Criticità gravi che nascono anche dall’impossibilità d’intervento dei Comuni e delle province e dunque dei soggetti prioritariamente deputati a esprimersi sul piano d'ambito e su una rimodulazione degli investimenti che tenga conto delle sopraggiunte priorità. Allo stato attuale si vive una situazione di emergenza incredibile. Gli stessi dipendenti, ascoltati in audizione dall'Ufficio di presidenza del CAL, hanno espresso preoccupazione per il blocco totale delle attività che si ripercuote sia nei rapporti con il gestore Abbanoa, sia con la Regione. Questo significa l'interruzione dell'approvazione di progetti e perizie, la sospensione dei pagamento degli stati di avanzamento alle imprese che eseguono i lavori, la mancata programmazione delle risorse e il rischio di perdere finanziamenti, come quelli previsti dal Piano Nazionale per il Sud.
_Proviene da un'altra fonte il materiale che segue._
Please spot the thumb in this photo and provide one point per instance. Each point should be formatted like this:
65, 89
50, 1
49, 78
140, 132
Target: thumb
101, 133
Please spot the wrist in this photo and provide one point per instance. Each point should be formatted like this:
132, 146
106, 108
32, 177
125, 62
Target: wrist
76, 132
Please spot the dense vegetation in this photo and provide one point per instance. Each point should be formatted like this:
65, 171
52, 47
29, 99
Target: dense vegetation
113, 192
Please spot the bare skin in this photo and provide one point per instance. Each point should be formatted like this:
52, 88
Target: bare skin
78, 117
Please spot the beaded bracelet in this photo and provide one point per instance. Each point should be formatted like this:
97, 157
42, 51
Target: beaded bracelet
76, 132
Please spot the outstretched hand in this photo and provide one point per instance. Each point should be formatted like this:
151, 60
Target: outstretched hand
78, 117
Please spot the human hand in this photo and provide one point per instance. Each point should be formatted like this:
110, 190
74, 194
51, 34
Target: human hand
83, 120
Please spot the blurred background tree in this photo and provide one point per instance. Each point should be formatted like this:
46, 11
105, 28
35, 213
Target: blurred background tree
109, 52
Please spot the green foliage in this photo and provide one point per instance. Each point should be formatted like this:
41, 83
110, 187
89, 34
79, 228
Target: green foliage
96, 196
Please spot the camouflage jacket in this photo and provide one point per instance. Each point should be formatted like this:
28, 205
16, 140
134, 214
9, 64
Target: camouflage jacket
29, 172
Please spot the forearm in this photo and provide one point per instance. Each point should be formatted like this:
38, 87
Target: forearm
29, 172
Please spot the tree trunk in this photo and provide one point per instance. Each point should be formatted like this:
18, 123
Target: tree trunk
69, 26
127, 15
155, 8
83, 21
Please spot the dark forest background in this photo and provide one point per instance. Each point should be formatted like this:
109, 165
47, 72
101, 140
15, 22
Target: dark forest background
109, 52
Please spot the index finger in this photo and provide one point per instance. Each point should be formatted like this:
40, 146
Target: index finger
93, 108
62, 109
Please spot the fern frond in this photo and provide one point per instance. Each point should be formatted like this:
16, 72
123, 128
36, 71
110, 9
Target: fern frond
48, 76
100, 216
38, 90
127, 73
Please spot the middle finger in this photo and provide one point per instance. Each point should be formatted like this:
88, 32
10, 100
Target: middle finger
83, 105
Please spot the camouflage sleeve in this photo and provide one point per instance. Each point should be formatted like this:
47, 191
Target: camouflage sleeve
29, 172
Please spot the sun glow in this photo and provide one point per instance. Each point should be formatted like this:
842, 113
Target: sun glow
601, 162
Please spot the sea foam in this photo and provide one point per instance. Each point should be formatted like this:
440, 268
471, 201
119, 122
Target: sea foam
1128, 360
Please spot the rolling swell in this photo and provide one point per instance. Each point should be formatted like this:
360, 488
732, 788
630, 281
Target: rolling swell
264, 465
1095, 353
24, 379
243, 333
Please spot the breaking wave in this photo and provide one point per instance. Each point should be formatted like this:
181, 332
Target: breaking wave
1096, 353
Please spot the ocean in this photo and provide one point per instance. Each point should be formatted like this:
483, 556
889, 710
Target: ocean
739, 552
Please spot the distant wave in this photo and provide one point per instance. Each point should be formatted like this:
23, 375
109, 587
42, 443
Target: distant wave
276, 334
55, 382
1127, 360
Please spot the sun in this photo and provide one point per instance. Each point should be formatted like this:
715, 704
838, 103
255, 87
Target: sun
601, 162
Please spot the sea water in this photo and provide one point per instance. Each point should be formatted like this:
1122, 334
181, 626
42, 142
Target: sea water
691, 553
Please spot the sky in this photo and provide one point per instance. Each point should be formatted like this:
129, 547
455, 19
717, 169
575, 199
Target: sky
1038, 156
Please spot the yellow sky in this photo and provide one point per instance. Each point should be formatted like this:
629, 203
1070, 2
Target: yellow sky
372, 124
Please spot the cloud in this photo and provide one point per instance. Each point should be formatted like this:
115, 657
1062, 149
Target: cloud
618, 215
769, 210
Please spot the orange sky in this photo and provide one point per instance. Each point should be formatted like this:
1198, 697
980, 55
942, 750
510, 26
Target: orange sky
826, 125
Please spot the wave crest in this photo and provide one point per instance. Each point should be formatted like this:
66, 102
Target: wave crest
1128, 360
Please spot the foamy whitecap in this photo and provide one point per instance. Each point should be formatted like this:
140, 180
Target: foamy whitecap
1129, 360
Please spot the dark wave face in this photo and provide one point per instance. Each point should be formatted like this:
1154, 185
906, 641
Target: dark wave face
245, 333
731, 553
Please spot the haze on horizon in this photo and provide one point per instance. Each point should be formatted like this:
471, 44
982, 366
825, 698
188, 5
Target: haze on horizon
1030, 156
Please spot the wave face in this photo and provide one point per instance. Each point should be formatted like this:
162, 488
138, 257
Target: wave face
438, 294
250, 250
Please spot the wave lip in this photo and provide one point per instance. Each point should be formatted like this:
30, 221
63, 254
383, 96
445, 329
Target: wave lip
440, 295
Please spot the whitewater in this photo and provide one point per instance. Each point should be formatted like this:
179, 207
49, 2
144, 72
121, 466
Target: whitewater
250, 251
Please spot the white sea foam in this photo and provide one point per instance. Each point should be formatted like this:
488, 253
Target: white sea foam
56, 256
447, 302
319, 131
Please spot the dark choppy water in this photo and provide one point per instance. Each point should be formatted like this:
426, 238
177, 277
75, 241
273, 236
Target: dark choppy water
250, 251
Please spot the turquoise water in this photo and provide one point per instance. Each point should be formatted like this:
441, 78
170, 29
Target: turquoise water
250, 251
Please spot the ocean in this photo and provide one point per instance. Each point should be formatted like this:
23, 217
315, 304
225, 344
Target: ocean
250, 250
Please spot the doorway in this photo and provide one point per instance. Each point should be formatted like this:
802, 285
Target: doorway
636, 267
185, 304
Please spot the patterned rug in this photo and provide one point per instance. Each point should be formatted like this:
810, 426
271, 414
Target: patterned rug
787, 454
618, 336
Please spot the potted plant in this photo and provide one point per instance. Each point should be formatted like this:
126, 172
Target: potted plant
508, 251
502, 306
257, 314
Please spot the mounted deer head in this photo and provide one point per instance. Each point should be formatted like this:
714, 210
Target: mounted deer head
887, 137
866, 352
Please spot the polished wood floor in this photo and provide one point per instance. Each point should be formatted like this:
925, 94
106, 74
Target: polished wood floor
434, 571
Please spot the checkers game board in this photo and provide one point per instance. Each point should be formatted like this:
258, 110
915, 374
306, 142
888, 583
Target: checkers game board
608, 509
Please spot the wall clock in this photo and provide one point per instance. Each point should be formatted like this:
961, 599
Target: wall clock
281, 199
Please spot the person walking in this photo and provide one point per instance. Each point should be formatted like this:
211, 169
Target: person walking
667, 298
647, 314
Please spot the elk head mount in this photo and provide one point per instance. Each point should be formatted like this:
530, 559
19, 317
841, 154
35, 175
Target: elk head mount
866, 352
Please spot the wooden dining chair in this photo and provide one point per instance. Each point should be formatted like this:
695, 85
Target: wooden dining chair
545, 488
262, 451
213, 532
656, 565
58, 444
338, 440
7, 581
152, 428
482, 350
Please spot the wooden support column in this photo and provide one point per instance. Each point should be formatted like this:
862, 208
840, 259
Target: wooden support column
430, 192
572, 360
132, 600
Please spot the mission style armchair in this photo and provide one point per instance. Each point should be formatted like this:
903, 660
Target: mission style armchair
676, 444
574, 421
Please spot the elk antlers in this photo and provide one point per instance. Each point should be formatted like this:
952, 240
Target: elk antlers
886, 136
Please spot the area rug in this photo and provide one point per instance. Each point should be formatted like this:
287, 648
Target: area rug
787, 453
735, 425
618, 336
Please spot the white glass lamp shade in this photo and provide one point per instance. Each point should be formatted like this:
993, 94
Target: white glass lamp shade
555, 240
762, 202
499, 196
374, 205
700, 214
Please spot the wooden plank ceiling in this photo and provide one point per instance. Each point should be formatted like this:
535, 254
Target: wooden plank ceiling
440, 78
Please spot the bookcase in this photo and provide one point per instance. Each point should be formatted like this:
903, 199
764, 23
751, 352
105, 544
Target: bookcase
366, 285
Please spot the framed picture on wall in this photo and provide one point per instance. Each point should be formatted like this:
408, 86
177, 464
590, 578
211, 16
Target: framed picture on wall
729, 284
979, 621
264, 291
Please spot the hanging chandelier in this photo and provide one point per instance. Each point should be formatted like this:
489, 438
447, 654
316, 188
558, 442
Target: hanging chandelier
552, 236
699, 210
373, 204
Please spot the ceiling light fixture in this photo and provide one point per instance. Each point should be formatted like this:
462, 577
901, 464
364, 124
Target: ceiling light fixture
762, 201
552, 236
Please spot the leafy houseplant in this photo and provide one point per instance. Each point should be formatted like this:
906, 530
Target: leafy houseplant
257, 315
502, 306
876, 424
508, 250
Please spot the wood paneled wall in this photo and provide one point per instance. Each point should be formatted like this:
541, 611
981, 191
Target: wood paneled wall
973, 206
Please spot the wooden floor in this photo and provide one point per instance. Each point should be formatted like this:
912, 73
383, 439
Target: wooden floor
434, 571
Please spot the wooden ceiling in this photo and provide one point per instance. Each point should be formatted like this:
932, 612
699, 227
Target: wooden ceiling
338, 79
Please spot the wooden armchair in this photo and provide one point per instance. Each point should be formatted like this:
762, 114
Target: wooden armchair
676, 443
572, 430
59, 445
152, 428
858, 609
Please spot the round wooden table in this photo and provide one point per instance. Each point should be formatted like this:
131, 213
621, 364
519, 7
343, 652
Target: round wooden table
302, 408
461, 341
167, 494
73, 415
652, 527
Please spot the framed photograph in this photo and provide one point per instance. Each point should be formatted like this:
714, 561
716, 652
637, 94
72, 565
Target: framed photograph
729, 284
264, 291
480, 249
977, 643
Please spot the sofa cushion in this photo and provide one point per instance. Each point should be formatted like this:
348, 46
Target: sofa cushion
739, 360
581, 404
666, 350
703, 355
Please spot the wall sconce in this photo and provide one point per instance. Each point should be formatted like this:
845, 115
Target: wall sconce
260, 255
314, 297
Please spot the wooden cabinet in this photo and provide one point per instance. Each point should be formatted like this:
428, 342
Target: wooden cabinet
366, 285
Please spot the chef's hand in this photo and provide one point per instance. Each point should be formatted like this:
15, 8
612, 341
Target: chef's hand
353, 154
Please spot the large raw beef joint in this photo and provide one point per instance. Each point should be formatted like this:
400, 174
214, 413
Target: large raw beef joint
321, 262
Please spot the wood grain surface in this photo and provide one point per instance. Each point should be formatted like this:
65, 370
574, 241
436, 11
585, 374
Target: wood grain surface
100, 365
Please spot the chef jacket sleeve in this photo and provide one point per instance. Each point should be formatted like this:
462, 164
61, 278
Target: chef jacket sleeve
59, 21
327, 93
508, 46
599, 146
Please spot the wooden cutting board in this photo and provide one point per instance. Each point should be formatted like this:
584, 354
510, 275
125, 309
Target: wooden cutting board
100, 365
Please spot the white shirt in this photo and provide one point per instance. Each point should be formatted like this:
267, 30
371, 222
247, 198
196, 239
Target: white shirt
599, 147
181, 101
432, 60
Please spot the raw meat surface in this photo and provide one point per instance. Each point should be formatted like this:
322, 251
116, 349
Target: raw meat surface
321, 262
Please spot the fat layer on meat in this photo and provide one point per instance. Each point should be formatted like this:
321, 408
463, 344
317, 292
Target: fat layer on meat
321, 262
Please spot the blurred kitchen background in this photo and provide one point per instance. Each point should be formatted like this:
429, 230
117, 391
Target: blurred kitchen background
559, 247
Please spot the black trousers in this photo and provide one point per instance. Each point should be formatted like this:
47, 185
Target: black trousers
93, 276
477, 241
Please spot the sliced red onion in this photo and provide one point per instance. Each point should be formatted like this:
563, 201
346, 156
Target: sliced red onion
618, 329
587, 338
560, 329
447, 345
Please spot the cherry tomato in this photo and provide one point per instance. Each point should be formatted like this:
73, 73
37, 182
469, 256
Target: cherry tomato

Senza dimenticare l'impossibilità, per i dipendenti, di percepire la retribuzione mensile, come è avvenuto per il mese di Gennaio e come é possibile che avvenga per i mesi successivi. Tutto questo a causa di un vuoto normativo previsto e prevedibile con mesi di anticipo a cui oggi si vuole porre rimedio tardivo con la legge in oggetto, l’ennesima norma d’emergenza. Gli enti locali auspicano che questa situazione di incertezza e precarietà sia finalmente superata dall'approvazione in tempi brevi di una legge di riordino del governo del sistema idrico che restituisca agli enti locali stessi e ai cittadini tutti gli atti di programmazione e di indirizzo del sistema acqua. A questo proposito vogliamo ricordare che sono passati oltre due anni dalla presentazione del primo progetto di legge. Il CAL invita pertanto la commissione competente a portare rapidamente all’attenzione del consiglio regionale un testo definitivo che non sia l’ennesima espressione della vocazione centralistica della Regione.